He jumps, from a fifty-foot elm tree.

Daunty things can be outmanoeuvred, by tackling jobs even more daunty.

I have this little telephone table, that for several years now has been nowhere near any of the phones (the table didn't move, the phone cable did). Nevertheless the table hung on to its accumulation of Yellow Pages and other directories, its dead biros and broken pencils, its pieces of snooker chalk and name-badges and other detritus. Being a flat surface that held still, it also acquired - of course! - a ridiculous tower of books. I've been looking at it for years, thinking "I really should do something about that..."
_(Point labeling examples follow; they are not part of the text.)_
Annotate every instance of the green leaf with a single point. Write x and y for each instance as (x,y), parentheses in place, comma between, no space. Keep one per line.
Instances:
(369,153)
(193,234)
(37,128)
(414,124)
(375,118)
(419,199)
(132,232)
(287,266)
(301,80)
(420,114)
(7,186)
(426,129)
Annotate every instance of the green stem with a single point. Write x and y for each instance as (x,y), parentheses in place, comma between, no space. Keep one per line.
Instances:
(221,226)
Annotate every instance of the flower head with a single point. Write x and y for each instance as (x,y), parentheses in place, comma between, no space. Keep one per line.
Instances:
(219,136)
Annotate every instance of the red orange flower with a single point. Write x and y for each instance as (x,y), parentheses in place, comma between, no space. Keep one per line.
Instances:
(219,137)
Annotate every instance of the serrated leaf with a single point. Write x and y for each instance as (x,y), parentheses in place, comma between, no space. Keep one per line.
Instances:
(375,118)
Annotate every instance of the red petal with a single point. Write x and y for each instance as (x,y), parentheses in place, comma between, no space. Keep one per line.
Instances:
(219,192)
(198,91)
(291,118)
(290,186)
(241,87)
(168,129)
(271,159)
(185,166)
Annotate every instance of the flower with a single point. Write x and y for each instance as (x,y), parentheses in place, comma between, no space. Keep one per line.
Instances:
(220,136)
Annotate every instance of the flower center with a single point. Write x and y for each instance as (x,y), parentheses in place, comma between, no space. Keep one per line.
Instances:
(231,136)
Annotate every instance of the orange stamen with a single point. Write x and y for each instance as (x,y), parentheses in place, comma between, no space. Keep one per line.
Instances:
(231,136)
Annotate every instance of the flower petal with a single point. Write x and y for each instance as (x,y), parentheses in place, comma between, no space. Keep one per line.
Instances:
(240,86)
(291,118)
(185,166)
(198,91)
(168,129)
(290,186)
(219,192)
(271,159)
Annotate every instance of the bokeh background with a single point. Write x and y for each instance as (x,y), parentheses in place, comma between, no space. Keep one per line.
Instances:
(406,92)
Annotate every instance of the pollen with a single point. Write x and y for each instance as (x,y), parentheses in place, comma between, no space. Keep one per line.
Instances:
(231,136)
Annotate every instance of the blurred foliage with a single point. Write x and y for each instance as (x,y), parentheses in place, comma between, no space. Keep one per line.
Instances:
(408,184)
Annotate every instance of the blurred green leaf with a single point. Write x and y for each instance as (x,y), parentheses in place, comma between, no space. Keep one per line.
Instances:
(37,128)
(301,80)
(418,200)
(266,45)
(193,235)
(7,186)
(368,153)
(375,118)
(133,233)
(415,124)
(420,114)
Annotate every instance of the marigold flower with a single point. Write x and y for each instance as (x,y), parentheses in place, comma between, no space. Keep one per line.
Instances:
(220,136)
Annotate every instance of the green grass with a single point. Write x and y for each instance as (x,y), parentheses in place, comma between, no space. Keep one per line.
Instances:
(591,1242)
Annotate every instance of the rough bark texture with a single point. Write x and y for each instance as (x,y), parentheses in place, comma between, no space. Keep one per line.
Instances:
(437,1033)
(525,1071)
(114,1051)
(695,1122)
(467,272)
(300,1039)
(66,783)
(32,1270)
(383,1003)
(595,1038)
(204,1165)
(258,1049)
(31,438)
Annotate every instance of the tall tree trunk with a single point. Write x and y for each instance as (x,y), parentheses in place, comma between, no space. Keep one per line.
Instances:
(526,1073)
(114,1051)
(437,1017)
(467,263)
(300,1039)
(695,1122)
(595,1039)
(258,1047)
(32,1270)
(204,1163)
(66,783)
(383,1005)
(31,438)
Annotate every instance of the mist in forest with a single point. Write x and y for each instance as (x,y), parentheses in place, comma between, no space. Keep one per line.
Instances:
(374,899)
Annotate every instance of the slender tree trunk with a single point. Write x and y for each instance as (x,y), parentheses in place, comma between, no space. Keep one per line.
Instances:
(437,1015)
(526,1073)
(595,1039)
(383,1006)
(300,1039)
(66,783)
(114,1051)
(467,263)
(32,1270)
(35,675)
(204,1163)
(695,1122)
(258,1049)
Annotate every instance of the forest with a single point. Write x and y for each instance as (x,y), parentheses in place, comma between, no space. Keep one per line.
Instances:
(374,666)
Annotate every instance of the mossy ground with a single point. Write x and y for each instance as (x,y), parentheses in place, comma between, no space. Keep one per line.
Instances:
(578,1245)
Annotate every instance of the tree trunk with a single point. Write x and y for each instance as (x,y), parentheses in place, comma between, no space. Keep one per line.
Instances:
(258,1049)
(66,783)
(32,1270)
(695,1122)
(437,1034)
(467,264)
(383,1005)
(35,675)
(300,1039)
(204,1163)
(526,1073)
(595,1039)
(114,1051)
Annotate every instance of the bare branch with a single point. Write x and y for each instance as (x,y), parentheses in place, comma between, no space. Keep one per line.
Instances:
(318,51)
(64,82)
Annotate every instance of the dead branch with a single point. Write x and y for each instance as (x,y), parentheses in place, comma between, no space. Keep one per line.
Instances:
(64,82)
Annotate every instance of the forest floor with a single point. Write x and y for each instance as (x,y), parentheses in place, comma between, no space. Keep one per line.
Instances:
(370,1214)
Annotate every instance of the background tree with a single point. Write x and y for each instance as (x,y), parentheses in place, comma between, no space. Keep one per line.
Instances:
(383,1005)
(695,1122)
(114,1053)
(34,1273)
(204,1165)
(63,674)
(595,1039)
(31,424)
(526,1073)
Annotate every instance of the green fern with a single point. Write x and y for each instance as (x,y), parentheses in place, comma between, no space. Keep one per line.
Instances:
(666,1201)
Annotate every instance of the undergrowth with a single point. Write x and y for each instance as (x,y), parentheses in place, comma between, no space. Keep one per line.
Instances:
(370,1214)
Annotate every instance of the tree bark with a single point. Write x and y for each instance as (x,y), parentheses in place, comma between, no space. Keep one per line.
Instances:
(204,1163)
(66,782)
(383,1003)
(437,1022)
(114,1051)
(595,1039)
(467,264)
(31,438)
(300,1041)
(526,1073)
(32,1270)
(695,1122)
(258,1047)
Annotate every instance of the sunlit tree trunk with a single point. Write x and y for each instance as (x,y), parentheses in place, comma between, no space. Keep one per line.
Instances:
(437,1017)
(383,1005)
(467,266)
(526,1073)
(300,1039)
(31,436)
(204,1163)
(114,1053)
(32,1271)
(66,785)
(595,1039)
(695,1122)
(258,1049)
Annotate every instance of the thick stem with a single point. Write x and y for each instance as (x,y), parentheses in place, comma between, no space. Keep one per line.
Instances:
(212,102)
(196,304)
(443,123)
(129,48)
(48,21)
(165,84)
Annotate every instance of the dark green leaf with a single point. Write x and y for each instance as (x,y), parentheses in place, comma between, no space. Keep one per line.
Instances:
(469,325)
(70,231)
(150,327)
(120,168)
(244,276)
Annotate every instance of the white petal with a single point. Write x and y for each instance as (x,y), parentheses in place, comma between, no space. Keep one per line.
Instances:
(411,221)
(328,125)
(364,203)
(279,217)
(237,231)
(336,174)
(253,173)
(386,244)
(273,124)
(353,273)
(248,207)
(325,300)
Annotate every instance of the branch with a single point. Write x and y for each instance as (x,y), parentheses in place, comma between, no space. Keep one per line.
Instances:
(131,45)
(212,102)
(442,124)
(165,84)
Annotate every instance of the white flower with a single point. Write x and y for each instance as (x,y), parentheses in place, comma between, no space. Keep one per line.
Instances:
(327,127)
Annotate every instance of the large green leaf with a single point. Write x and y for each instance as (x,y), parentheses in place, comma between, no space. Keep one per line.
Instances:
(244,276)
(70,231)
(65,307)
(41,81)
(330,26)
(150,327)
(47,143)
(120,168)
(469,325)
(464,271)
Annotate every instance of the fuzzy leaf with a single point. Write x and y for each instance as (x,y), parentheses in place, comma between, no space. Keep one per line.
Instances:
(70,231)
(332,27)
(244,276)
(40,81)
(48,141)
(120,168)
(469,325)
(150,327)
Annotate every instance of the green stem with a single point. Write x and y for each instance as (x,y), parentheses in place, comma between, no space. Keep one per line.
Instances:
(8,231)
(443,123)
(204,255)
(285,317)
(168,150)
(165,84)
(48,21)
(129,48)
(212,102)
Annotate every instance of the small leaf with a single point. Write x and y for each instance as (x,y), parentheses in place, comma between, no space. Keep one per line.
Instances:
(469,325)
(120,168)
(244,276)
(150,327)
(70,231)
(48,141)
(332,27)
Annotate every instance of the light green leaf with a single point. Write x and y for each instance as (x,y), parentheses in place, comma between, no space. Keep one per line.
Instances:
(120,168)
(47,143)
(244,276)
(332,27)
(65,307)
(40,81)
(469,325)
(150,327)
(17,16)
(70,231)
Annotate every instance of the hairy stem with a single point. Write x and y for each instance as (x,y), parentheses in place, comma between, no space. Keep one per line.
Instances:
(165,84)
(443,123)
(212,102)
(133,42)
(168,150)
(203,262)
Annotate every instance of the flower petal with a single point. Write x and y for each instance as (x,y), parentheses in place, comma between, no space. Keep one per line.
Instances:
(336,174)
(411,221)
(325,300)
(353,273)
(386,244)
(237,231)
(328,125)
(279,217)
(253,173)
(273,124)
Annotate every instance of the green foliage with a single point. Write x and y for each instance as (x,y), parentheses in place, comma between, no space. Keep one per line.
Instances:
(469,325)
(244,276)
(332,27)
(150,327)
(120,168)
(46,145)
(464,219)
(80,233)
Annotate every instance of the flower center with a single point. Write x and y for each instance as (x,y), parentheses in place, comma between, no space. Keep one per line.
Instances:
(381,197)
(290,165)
After tackling the whole dining-room? Easy. The teenagers dealt with the books, and shifted the table. I have now cleared everything else. Thrown most of it, either into the recycling or the bin. Kept the biros for testing, the pencils for sharpening. Not much else. Now I shall wipe down the table and secrete it in a remote corner of the dining-room, where it can hold one of the phones and generally serve as a recharging station for laptops, batteries and whatever else. No doubt it will also resume its career as a slow acquirer of kibble, but hey. Right now, it is utterly clear and I am proud.

All this would go much faster, mind, if I had a pack of teenagers to help. Reshelving is kinda fun, but weary work.